By MARTIN JOHNSTON health reporter
Second-hand cigarette smoke kills more than 500 New Zealanders a year, say lobbyists gearing up for a fight to tighten smokefree laws.
Anti-smoking groups are shining the spotlight on smoky bars in which they claim workers are being poisoned by carcinogens such as benzene and other toxic components of cigarettes.
They say some bar staff daily inhale as much smoke as if they had smoked two packets of cigarettes.
The groups want to turn the political tide in favour of banning smoking in bars after the Alliance said in May that most of its MPs would vote against the measure.
Health Minister Annette King had previously intended to introduce a ban, along with making cafes and restaurants fully smokefree, as part of the Smokefree Environments (Enhanced Protection) Bill now before the health select committee.
The director of Action on Smoking and Health (Ash), Trish Fraser, said yesterday that Government-commissioned research to be released soon would put the number of deaths from so-called passive smoking at about 500.
Inhaling secondhand smoke was the leading environmental cause of preventable death in New Zealand, killing about twice as many people as melanoma and other skin cancers related to ultraviolet light, she said.
The main direct causes of passive-smoking deaths - lung cancer, heart disease and stroke - were the same as for active smoking, which killed an estimated 4500 a year.

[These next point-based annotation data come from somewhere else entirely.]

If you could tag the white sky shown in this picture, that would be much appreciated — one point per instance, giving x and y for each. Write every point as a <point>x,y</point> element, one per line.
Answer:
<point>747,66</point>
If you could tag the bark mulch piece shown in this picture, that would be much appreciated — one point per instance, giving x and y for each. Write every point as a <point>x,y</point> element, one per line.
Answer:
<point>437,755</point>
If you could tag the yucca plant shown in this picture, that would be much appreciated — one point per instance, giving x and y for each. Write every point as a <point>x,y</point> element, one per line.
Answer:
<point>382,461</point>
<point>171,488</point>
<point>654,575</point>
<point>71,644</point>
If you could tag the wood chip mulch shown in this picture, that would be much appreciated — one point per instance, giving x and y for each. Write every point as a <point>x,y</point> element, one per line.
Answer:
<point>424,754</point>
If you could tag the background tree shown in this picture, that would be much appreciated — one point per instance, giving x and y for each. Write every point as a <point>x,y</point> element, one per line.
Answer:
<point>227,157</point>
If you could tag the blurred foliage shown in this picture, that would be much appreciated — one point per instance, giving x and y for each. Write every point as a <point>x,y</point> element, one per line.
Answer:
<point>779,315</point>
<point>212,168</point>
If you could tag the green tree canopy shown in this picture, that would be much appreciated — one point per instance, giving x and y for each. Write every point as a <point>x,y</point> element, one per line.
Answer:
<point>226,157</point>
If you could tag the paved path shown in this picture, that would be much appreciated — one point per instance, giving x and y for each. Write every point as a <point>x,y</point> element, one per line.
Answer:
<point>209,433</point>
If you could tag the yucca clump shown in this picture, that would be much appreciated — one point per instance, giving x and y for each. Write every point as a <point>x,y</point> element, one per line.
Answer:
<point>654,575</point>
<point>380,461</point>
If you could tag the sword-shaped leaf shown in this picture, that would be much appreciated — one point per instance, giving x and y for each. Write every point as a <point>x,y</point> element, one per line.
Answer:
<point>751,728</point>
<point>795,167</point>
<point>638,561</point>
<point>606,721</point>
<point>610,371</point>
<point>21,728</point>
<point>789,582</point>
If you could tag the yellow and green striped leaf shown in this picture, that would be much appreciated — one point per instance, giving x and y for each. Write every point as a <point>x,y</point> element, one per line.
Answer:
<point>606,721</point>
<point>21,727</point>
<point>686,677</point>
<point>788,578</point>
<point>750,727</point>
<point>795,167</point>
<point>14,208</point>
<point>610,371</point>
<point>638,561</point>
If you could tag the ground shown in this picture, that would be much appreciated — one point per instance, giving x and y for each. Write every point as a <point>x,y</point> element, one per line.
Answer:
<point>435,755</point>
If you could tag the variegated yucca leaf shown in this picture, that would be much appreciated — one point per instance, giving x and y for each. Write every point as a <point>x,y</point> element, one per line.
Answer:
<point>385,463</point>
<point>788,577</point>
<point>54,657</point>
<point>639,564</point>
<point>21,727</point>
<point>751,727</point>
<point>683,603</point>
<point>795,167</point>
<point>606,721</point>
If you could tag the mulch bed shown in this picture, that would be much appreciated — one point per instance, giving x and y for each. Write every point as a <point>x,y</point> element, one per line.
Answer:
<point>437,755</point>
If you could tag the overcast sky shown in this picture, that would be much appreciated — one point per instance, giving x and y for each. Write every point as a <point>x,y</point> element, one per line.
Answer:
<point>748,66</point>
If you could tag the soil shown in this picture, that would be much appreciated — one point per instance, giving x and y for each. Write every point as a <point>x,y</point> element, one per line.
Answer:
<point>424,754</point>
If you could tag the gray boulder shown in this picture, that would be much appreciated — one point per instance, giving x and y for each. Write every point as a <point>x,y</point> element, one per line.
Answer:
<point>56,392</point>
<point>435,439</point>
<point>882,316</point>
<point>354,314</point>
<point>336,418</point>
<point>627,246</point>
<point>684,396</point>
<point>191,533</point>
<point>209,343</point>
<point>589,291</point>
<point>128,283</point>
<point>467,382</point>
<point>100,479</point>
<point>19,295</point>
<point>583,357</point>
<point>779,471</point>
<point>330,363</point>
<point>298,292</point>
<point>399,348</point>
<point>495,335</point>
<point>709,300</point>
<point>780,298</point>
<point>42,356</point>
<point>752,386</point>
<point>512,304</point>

Trish Fraser said the focus in the debate over banning smoking in bars had been on patrons but Ash wanted to shift it to workers. An estimated 6500 of the 11,000 people working in bars, cafes and restaurants were routinely exposed to secondhand smoke.
Ash legal adviser Jennifer Lamm said that under the Health and Safety in Employment Act secondhand smoke was a hazard so employers must protect their bar workers and patrons from it. Relying on standard ventilation methods was not sufficient.
But Labour Minister Margaret Wilson says in a letter to the supervisor of the Wellington School of Medicine study, George Thomson, that the Occupational Safety and Health service believed "general ventilation" plus monitoring of staff health were reasonably practicable steps that bar and cafe employers could take to prevent harm to workers.
Restaurant Association chief executive Neville Waldron said people who wanted a smokefree workplace should perhaps choose another job.